Benzer şekilde hizmet verenlerin sayısı da çoğalmış, ama onların çoğu kurumsallaşamayan girişimciler olarak kalmış.
Babur Arslan'ın 1989 yılındaki bir Doğan’ı, doğura doğura bugün 100 Mercedes olmuş. Babur Arslan’ın şimdi “Travelium” adını taşıyan bir firması var. Araçların tamamı firmanın malı.
Şoförlerini en az İngilizce bilen, buna ek olarak daha fazla yabancı dil konuşabilen gençlerden seçiyor. Şoförler firmanın ücretli elemanları. Firma onları eğitiyor. Hepsine bir örnek siyah üniformalar giydiriyor.
Kurumsallaşma önemli
Babur Arslan diyor ki, “Eskiden bu tür hizmetlerde otellerle kurulan kişisel ilişkiler yeterliydi... Şimdi muhatabımız genel müdürler, insan kaynakları müdürleri ve misafir hizmetleri müdürleri. Çünkü her otelin bu tür hizmetler için belirlenmiş talimatnameleri var.
Örneğin bir otel misafirinin Atatürk Havalimanı'ndan karşılanarak otele getirilmesi sırasında uygulanması gereken kuralların toplamı 47 sayfa tutuyor. O otele hizmet verecek şoförü önce otellerin sorumlu müdürleri mülakata tabi tutarak beğeniyor, seçiyor. Daha sonra seçilen şoförler söz konusu talimatları okuyor, ezberliyor ve uyguluyor.

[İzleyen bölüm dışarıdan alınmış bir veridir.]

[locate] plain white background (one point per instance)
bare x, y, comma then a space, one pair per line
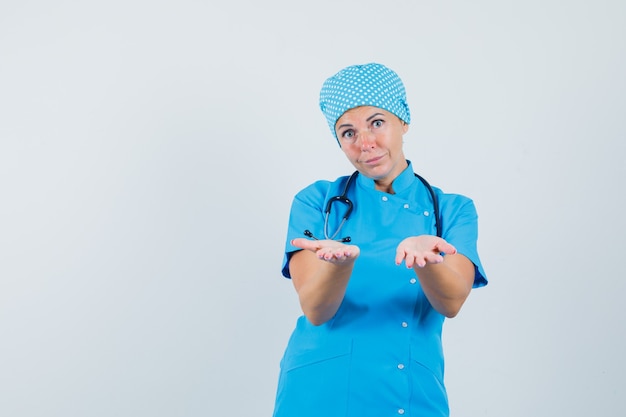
149, 151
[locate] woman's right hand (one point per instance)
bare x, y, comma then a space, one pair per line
329, 250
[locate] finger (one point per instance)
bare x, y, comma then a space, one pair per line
400, 255
445, 247
303, 243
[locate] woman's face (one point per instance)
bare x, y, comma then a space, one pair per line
371, 138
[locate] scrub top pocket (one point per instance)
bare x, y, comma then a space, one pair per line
326, 375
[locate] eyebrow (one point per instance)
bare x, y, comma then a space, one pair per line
368, 119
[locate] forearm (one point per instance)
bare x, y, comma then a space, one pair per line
320, 285
447, 284
324, 291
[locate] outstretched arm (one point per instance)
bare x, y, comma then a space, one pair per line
446, 280
320, 275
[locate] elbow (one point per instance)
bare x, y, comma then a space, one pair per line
450, 310
316, 319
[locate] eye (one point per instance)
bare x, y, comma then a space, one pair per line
348, 135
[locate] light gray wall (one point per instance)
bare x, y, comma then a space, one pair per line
149, 152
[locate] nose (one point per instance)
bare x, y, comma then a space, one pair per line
368, 139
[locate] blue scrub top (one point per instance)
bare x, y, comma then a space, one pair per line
381, 354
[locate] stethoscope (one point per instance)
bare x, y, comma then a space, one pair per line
349, 206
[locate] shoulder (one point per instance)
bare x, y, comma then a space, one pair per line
320, 189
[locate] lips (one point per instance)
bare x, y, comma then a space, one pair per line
374, 160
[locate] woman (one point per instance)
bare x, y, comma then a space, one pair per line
375, 287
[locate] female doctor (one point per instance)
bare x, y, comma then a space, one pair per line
374, 280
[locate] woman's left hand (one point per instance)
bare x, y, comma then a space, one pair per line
422, 250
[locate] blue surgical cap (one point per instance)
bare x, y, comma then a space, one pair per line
363, 85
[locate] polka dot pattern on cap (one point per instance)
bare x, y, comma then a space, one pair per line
363, 85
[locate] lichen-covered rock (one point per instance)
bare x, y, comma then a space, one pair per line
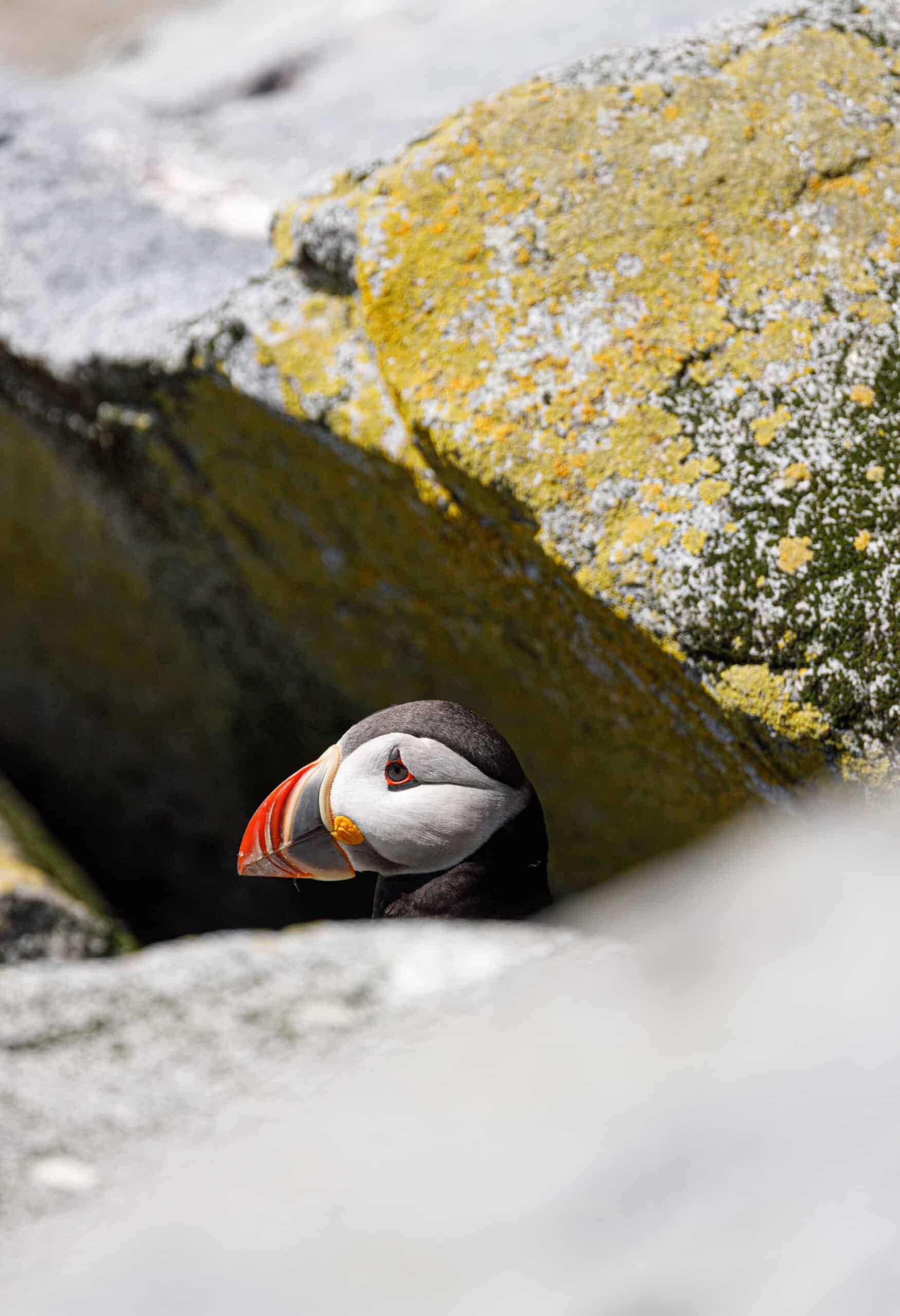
100, 1061
49, 910
652, 306
578, 411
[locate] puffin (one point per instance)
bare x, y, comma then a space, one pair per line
429, 798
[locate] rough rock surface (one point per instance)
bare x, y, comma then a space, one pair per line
703, 1124
104, 1064
49, 910
602, 445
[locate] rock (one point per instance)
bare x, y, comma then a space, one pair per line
103, 1064
600, 447
702, 1123
49, 910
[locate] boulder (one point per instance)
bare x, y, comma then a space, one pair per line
701, 1122
578, 410
103, 1064
49, 910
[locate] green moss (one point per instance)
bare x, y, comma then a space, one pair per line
25, 845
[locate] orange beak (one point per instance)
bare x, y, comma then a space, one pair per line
292, 832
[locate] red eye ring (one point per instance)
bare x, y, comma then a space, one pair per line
396, 773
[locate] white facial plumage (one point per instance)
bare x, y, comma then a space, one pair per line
448, 815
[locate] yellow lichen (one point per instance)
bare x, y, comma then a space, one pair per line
753, 690
794, 552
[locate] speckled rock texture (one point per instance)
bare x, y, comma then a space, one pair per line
102, 1065
698, 1120
652, 307
49, 910
578, 411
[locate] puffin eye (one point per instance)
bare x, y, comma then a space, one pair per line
396, 773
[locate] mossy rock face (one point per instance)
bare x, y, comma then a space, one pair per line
656, 316
579, 411
49, 910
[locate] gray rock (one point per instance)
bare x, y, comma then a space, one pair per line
49, 910
702, 1126
100, 1065
94, 266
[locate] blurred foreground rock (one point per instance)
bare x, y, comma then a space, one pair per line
579, 411
49, 910
699, 1120
103, 1064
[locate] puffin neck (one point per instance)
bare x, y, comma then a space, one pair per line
507, 878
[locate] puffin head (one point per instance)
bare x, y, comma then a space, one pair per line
415, 789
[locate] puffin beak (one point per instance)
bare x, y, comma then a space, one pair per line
294, 832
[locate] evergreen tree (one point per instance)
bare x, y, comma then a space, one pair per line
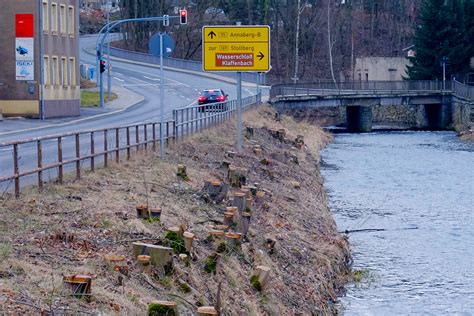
445, 30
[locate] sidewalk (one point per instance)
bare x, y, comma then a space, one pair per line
126, 98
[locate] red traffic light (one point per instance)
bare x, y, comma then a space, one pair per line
183, 16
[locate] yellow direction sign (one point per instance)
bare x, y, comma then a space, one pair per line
236, 48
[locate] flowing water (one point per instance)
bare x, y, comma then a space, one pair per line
414, 193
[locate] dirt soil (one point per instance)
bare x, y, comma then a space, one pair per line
69, 229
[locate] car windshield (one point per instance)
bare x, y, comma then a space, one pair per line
211, 93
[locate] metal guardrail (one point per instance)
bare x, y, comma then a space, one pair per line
463, 90
182, 64
323, 88
110, 143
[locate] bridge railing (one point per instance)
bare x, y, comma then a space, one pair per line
182, 64
359, 87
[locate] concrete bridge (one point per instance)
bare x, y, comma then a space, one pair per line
425, 105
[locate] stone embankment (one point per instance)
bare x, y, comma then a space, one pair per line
208, 230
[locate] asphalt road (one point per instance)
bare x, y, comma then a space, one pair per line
181, 90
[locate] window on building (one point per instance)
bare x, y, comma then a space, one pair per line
62, 18
46, 73
45, 16
70, 21
55, 71
64, 77
72, 71
54, 17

Travelium filosu bireysel hizmet vermezmiş, kurumsal hizmet verirmiş. Açık anlatımıyla, “Bu akşam gel beni gezdir” diyene cevap vermiyorlarmış.
Beş yıldızlı otellerin, yabancı sermayeli firmaların, kongre ve toplantı düzenleyenlerin müşterilerine, bu kurumlardan gelecek çağrı üzerine hizmet verilirmiş.
Fatura kişiye değil, kuruma kesilirmiş. Mercedes otomobilin tipine göre günlük şoförlü kira 200-400 euro, havalimanına gidiş veya gelişler 70-120 euro arasındaymış.